Brasil e Alemanha, grandes vencedores do Mundial, ficaram 24 anos sem vencer uma Copa.

O Brasil ficou na seca de 1970 a 1994, e a Alemanha não ganhou entre a Copa de 1990 e a de 2014.

Mas quando o título chegou, as reações foram muito diferentes.

Em 1994, houve um tom de revanche entre jogadores e membros da comissão técnica do Brasil. O foco da desforra era a mídia e qualquer um que criticara a Seleção.

E todos diziam que a vitória era um prêmio para o povo brasileiro.
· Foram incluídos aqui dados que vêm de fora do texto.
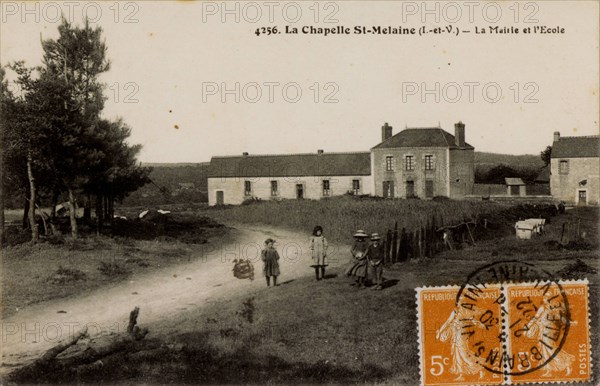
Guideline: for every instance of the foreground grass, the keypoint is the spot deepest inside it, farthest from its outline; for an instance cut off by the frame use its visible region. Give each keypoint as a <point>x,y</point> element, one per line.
<point>307,332</point>
<point>341,216</point>
<point>33,273</point>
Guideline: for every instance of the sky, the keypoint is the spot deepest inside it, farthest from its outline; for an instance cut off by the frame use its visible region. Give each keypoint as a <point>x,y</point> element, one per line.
<point>193,80</point>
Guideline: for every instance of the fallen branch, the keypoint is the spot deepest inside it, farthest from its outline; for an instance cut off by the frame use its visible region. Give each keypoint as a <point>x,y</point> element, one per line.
<point>84,358</point>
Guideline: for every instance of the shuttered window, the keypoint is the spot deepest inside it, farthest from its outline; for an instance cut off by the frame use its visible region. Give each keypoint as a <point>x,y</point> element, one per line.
<point>563,167</point>
<point>429,164</point>
<point>389,163</point>
<point>409,162</point>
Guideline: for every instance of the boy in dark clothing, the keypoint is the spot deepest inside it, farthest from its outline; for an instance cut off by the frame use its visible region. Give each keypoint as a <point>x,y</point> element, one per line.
<point>375,256</point>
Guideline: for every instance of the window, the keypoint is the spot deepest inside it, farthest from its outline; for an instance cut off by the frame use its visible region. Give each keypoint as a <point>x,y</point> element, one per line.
<point>563,167</point>
<point>356,186</point>
<point>428,162</point>
<point>326,190</point>
<point>389,163</point>
<point>410,162</point>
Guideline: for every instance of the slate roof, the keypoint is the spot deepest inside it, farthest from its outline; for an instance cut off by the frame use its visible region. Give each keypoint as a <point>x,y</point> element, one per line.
<point>421,137</point>
<point>576,147</point>
<point>513,181</point>
<point>292,165</point>
<point>543,175</point>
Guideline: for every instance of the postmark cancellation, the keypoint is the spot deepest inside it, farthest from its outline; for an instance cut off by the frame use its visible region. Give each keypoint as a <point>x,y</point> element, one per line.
<point>503,333</point>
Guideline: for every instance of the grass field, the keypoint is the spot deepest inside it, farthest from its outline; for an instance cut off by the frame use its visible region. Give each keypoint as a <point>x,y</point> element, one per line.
<point>33,273</point>
<point>328,332</point>
<point>341,216</point>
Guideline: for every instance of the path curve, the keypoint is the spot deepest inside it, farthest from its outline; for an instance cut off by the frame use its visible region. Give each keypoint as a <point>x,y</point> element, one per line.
<point>160,294</point>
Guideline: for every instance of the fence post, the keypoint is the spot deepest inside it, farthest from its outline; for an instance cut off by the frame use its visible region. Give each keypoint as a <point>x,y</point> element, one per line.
<point>402,252</point>
<point>388,246</point>
<point>395,243</point>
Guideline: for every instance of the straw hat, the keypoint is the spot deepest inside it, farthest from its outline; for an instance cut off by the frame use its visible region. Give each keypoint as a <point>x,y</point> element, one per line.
<point>360,233</point>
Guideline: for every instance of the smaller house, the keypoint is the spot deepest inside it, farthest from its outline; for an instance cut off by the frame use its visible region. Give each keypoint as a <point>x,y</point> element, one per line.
<point>235,179</point>
<point>515,187</point>
<point>575,169</point>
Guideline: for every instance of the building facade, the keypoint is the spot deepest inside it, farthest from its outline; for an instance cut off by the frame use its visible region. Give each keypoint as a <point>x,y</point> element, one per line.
<point>417,162</point>
<point>575,169</point>
<point>233,180</point>
<point>424,163</point>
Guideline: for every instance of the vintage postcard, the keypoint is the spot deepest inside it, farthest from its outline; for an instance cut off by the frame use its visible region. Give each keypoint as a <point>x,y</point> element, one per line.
<point>300,192</point>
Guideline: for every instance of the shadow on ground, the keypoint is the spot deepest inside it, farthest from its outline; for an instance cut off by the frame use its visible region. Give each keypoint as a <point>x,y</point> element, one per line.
<point>195,362</point>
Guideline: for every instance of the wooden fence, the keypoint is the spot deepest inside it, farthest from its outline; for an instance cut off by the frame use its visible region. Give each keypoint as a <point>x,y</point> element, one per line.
<point>426,240</point>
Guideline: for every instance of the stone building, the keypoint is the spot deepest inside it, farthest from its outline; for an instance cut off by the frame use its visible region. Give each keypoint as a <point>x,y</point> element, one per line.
<point>235,179</point>
<point>423,162</point>
<point>575,169</point>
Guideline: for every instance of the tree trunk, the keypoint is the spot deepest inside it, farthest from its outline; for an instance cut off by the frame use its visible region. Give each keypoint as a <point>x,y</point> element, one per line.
<point>25,221</point>
<point>87,209</point>
<point>54,204</point>
<point>72,214</point>
<point>32,222</point>
<point>1,186</point>
<point>99,214</point>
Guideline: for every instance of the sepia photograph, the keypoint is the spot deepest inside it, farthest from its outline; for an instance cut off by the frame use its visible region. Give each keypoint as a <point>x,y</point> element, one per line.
<point>300,192</point>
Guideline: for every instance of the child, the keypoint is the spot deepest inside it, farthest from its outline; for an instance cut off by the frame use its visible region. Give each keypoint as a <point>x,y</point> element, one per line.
<point>270,258</point>
<point>359,253</point>
<point>375,256</point>
<point>318,246</point>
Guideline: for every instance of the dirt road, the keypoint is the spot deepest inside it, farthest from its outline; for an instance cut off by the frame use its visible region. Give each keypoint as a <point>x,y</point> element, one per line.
<point>160,294</point>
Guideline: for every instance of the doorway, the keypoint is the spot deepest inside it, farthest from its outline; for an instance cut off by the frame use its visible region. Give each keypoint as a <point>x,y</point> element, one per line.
<point>429,188</point>
<point>388,189</point>
<point>410,189</point>
<point>582,197</point>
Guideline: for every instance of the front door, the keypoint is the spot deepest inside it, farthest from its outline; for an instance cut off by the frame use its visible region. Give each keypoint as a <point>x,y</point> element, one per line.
<point>429,188</point>
<point>410,189</point>
<point>388,189</point>
<point>582,194</point>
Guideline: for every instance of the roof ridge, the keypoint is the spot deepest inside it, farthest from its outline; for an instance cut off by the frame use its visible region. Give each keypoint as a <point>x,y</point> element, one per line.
<point>289,154</point>
<point>443,136</point>
<point>578,136</point>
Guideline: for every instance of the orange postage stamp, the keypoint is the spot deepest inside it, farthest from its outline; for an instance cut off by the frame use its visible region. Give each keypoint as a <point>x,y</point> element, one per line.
<point>496,330</point>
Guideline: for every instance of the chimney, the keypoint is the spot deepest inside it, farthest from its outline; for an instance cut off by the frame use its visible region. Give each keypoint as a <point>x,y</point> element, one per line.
<point>386,132</point>
<point>459,134</point>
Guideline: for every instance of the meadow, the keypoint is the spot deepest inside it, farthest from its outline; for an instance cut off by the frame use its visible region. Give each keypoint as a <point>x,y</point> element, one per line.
<point>304,332</point>
<point>342,216</point>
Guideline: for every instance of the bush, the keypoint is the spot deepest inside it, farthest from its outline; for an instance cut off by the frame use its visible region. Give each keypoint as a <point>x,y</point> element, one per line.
<point>112,269</point>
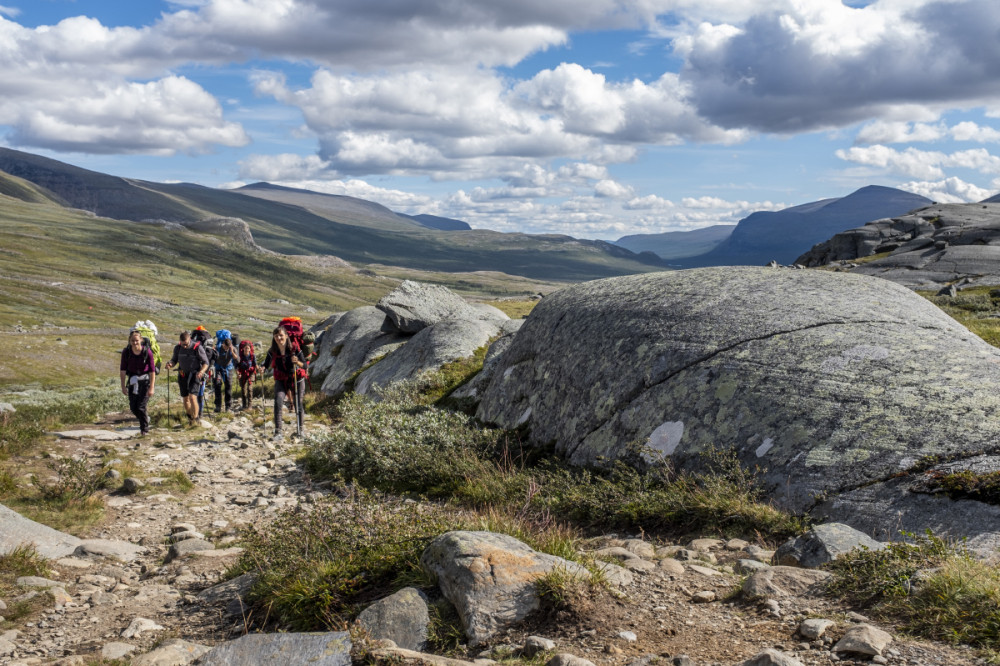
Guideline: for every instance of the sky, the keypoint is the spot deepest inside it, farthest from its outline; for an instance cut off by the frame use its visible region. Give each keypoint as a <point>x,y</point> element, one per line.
<point>592,118</point>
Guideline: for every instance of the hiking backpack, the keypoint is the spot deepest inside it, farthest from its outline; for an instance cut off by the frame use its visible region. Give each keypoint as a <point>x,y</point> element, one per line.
<point>301,341</point>
<point>248,361</point>
<point>147,330</point>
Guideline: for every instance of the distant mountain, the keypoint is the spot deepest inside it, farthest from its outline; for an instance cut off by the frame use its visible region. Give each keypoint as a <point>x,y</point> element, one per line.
<point>785,234</point>
<point>292,221</point>
<point>677,244</point>
<point>441,223</point>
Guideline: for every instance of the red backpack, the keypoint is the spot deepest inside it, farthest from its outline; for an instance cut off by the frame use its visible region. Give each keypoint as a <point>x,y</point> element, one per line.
<point>293,326</point>
<point>247,367</point>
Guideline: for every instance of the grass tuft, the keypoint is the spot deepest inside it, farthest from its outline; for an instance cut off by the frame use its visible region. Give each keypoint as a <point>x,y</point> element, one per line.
<point>932,587</point>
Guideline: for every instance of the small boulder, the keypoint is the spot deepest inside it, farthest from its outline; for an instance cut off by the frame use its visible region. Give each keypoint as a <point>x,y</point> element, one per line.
<point>864,639</point>
<point>822,544</point>
<point>489,578</point>
<point>402,618</point>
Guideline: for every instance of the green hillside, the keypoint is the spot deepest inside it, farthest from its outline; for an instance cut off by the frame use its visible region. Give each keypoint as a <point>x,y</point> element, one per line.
<point>310,223</point>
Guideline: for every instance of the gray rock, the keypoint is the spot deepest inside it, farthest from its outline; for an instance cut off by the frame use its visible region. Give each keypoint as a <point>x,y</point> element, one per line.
<point>186,547</point>
<point>489,578</point>
<point>813,628</point>
<point>118,550</point>
<point>317,649</point>
<point>780,582</point>
<point>171,652</point>
<point>229,595</point>
<point>863,639</point>
<point>37,581</point>
<point>565,659</point>
<point>535,644</point>
<point>822,544</point>
<point>116,650</point>
<point>771,657</point>
<point>474,387</point>
<point>833,382</point>
<point>442,342</point>
<point>17,531</point>
<point>413,306</point>
<point>401,618</point>
<point>359,338</point>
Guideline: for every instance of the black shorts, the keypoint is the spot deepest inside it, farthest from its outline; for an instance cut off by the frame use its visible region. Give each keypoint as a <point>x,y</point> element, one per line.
<point>189,384</point>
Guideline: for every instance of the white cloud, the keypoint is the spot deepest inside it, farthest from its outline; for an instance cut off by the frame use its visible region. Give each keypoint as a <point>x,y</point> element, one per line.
<point>948,190</point>
<point>925,165</point>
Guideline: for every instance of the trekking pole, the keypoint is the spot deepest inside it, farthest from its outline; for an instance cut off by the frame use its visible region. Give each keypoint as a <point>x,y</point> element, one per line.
<point>299,408</point>
<point>168,397</point>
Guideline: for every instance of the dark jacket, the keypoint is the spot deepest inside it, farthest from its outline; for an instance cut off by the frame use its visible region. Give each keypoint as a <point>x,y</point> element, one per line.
<point>189,359</point>
<point>282,363</point>
<point>137,364</point>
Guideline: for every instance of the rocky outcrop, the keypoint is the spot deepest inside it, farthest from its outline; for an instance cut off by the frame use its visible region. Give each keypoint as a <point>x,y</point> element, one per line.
<point>445,341</point>
<point>834,383</point>
<point>489,578</point>
<point>929,247</point>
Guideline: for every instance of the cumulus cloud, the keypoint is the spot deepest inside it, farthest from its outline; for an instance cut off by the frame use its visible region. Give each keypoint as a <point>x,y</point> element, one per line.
<point>925,165</point>
<point>812,64</point>
<point>948,190</point>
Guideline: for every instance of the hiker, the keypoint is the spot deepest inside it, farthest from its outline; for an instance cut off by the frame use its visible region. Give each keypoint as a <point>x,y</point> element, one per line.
<point>283,360</point>
<point>193,366</point>
<point>200,338</point>
<point>225,364</point>
<point>247,370</point>
<point>138,376</point>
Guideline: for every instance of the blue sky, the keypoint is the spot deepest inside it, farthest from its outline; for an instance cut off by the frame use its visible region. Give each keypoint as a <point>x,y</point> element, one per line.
<point>594,118</point>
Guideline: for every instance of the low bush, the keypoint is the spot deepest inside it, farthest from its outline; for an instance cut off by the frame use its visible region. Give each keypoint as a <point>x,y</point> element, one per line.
<point>933,588</point>
<point>399,445</point>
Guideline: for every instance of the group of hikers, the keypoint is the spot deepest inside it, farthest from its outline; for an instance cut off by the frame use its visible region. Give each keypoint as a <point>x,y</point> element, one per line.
<point>199,357</point>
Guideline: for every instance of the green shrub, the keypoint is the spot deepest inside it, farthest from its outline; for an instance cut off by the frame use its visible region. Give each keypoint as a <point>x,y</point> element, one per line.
<point>315,571</point>
<point>933,588</point>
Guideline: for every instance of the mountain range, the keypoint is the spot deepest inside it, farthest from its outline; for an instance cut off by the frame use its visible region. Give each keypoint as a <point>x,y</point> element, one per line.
<point>300,222</point>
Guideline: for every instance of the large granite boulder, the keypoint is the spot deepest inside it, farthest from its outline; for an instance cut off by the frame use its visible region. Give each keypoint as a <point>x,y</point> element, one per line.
<point>360,337</point>
<point>445,341</point>
<point>926,248</point>
<point>835,383</point>
<point>489,578</point>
Já os alemães, que ganharam a simpatia dos brasileiros mesmo após o 7×1, reagiram só com alegria, sem criticar.

E ainda disseram que o time e os torcedores foram cruciais para alcançar o sonho do tetracampeonato.

DE LETRA

“Sem o título, o prêmio não tem nenhuma importância”

Messi minimiza prêmio de melhor jogador da Copa, que ele recebeu após a derrota contra a Alemanha.